Heute geht es viel, viel höflicher zu. Man ruft bei einer im Osten ansässigen Zeitung an, der Name tut nichts zur Sache, jedenfalls, „Berliner“ kommt darin vor, und wird begrüßt mit: „Herzlich willkommen im Berliner Verlag, Herausgeber von Berliner Zeitung, Berliner Kurier und TIP, im Besitz der Dumont-Gruppe aus Köln, vereint mit der Frankfurter Rundschau, dem Kölner Stadtanzeiger und der Mitteldeutschen Zeitung, in der Karl Liebknecht-Straße am Alexanderplatz. Mein Name ist Annamaria Elisabeth Katharina Hinterhuber-Radlmeier, ich wünsche Ihnen einen guten Tag. Was kann ich für Sie tun?“

An dem Punkt hat man, aus New York anrufend, bereits fünf Dollar ausgegeben und möchte gerne brüllen: „Maul halten und weiterverbinden“, aber andererseits soll doch die seltene Pflanze der Berliner Höflichkeit gehegt werden und nicht zertreten. Man sagt also, man möchte Hans Meier sprechen. Darauf hebt eine Suche sondergleichen an. „Hans Meier? Sind Sie sicher? Den finde ich in meiner Liste nicht.“ Nach wenigen Minuten klärt sich das Missverständnis auf, Annamaria Elisabeth Katharina Hinterhuber-Radlmeier hat in ihrer Liste „Maier“ nachgeguckt und nicht „Meier“.
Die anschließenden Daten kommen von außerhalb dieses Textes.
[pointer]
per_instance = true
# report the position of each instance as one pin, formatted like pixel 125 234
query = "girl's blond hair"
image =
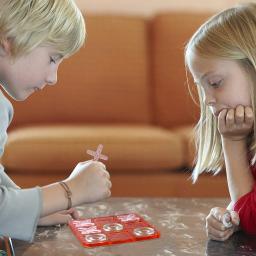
pixel 231 34
pixel 28 24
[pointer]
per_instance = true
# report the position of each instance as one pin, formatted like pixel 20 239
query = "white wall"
pixel 149 7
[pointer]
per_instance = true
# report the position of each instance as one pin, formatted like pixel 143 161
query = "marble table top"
pixel 181 222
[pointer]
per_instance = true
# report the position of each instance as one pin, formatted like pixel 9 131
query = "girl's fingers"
pixel 223 237
pixel 222 119
pixel 235 218
pixel 230 118
pixel 248 115
pixel 239 115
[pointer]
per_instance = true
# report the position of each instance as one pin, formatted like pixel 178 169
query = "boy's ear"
pixel 5 47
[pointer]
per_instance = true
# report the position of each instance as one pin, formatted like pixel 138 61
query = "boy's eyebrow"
pixel 57 56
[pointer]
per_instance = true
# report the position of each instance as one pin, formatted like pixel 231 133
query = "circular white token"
pixel 93 238
pixel 113 227
pixel 144 231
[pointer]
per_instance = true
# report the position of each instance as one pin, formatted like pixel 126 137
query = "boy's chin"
pixel 19 96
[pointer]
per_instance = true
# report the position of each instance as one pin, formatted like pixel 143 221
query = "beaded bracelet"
pixel 68 192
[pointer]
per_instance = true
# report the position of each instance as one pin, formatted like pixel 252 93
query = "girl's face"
pixel 27 74
pixel 225 84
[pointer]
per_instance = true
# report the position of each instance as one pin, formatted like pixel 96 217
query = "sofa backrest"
pixel 131 70
pixel 173 104
pixel 106 81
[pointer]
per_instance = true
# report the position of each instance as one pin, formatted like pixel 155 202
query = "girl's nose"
pixel 52 79
pixel 209 99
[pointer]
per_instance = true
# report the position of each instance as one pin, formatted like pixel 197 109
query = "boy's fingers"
pixel 214 223
pixel 212 232
pixel 217 213
pixel 248 115
pixel 230 118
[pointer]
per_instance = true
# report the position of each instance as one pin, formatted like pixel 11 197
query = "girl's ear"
pixel 5 48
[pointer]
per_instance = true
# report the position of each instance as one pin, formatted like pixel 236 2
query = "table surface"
pixel 180 221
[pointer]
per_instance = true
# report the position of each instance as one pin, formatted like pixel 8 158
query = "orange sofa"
pixel 127 90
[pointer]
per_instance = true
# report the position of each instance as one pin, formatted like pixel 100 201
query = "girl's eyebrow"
pixel 203 77
pixel 57 56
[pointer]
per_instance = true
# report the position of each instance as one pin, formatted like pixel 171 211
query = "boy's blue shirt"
pixel 19 208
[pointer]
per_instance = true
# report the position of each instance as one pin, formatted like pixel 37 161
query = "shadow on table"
pixel 238 244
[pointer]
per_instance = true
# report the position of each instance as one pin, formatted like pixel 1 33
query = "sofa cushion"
pixel 186 134
pixel 170 32
pixel 106 81
pixel 57 149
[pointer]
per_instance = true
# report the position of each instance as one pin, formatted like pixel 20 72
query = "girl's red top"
pixel 246 208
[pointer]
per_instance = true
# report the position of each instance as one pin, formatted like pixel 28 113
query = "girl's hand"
pixel 235 124
pixel 89 182
pixel 62 217
pixel 217 223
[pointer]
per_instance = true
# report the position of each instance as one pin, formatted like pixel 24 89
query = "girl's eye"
pixel 215 84
pixel 52 60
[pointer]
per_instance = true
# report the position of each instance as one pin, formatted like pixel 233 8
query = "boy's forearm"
pixel 239 176
pixel 54 199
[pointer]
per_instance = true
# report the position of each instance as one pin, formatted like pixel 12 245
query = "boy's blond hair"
pixel 28 24
pixel 231 34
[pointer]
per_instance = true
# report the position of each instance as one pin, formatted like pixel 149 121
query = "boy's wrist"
pixel 68 193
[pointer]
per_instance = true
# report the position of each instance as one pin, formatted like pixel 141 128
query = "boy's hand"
pixel 235 124
pixel 62 217
pixel 216 224
pixel 89 182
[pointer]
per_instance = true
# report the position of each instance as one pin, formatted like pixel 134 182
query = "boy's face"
pixel 27 74
pixel 225 84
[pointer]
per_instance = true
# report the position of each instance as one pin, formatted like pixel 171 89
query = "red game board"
pixel 112 230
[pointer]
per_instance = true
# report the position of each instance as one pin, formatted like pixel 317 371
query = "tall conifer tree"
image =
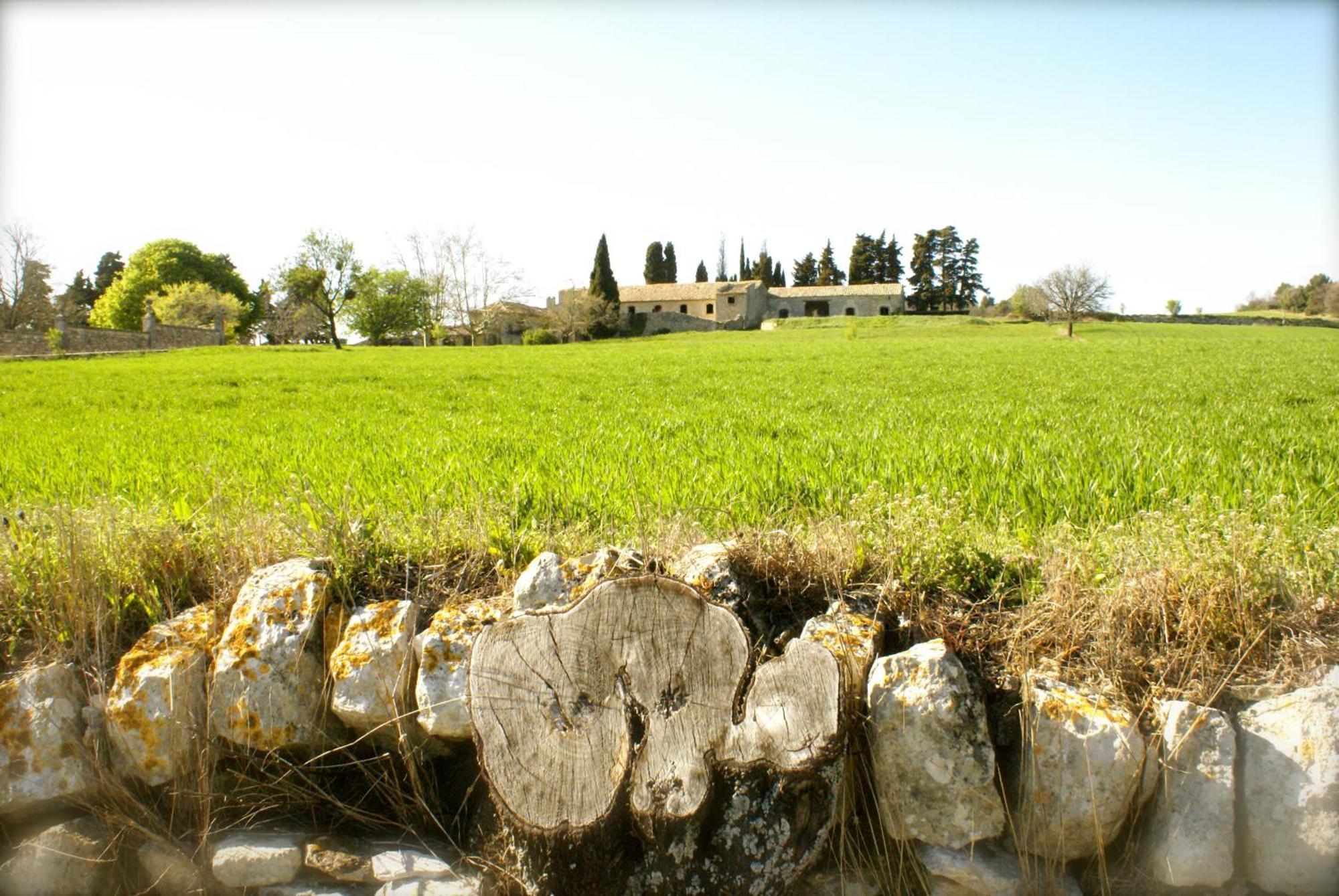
pixel 805 272
pixel 654 270
pixel 830 274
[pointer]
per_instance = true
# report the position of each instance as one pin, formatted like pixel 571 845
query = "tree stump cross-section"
pixel 639 688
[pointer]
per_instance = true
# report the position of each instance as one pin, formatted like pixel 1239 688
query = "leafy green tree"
pixel 925 280
pixel 195 304
pixel 322 276
pixel 109 266
pixel 77 298
pixel 864 261
pixel 830 274
pixel 390 304
pixel 163 264
pixel 805 273
pixel 605 290
pixel 654 270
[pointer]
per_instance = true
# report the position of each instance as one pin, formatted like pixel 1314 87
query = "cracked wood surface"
pixel 637 687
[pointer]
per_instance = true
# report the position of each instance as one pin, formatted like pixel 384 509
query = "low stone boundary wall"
pixel 92 340
pixel 633 741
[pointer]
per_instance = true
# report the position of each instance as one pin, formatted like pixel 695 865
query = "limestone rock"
pixel 168 870
pixel 469 886
pixel 156 707
pixel 42 756
pixel 1290 792
pixel 402 865
pixel 706 567
pixel 256 861
pixel 838 883
pixel 933 757
pixel 444 654
pixel 72 859
pixel 338 861
pixel 551 582
pixel 268 668
pixel 372 665
pixel 1190 835
pixel 1079 771
pixel 985 870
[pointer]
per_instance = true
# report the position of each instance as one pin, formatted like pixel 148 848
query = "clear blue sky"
pixel 1191 151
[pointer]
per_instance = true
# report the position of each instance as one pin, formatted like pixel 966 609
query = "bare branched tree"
pixel 465 277
pixel 21 266
pixel 1075 290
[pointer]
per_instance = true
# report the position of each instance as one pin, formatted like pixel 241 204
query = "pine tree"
pixel 603 285
pixel 109 266
pixel 970 278
pixel 892 262
pixel 830 274
pixel 655 268
pixel 863 260
pixel 925 250
pixel 950 264
pixel 805 272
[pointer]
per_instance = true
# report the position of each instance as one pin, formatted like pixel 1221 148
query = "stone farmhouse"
pixel 744 305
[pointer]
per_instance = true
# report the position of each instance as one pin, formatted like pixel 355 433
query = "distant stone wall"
pixel 1231 320
pixel 89 340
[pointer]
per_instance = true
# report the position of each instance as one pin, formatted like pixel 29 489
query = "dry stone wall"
pixel 622 679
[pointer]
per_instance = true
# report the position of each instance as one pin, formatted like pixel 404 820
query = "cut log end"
pixel 637 688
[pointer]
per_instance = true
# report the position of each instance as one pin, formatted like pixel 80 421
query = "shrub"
pixel 540 336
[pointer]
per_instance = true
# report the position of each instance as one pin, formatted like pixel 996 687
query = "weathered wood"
pixel 634 701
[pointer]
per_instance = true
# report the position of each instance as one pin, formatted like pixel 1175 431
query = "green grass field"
pixel 730 430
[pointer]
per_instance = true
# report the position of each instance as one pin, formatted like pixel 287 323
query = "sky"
pixel 1188 151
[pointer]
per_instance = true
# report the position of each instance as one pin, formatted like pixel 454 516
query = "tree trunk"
pixel 633 707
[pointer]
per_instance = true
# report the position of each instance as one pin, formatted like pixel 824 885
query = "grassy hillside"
pixel 1156 507
pixel 730 430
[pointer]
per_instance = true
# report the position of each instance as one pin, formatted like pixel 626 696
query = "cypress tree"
pixel 805 272
pixel 830 274
pixel 655 268
pixel 863 260
pixel 894 262
pixel 603 285
pixel 925 249
pixel 970 278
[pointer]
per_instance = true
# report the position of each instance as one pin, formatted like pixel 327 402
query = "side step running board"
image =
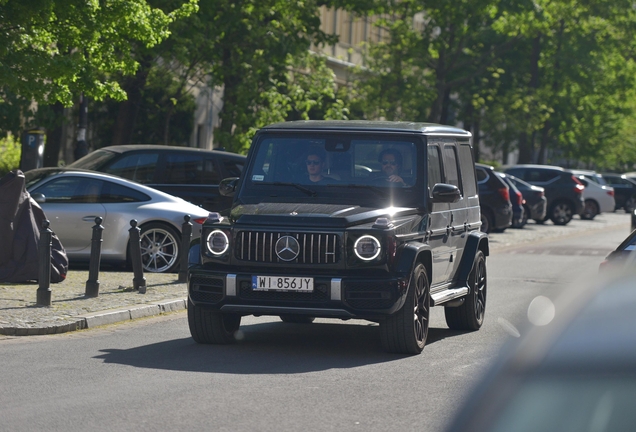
pixel 448 295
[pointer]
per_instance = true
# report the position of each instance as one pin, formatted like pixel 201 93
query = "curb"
pixel 96 319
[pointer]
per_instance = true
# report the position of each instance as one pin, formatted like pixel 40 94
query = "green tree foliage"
pixel 10 151
pixel 51 50
pixel 550 78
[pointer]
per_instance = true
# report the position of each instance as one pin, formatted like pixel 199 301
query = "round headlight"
pixel 367 248
pixel 218 242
Nun kommt der schwierige Teil: Warum will ich Herrn Meier überhaupt sprechen? Ich habe nicht die spanische Inquisition erwartet – andererseits, niemand erwartet die spanische Inquisition. Gleichviel, weitere fünf Minuten vergehen, ich habe meinen Fall dargelegt und werde weiterverbunden, allerdings nicht zu Herrn Meier, sondern ins Sekretariat und das ist nicht besetzt. Kein Wunder, es ist inzwischen nach Redaktionsschluss, deswegen rufe ich auch an, nämlich um zu sagen, dass der Artikel später kommt.

Deshalb, liebe Redakteure, hier der erste Hinweis zur Verbesserung der Gesamtstuation: Wenn ihr ein email schickt, schreibt eure Telefonnummer hinein, samt der Durchwahl. Es gibt inzwischen sogar Programme, die das automatisch erledigen, seit, etwa 1965. Das gleiche gilt für Anrufe, insbesondere welche auf die Voice Mail vom Handy. „Hallo, hier ist der Hans, ruf mich mal zurück“, ist irgendwie blöd, wenn ich gerade die Eighth Avenue hinunterlaufe und am Akzent raten muss, bei welcher Zeitung der Hans arbeitet.

In der nächsten Folge lesen wir: Die Typologie des Redakteurs. Typ 1): Die Plaudertasche.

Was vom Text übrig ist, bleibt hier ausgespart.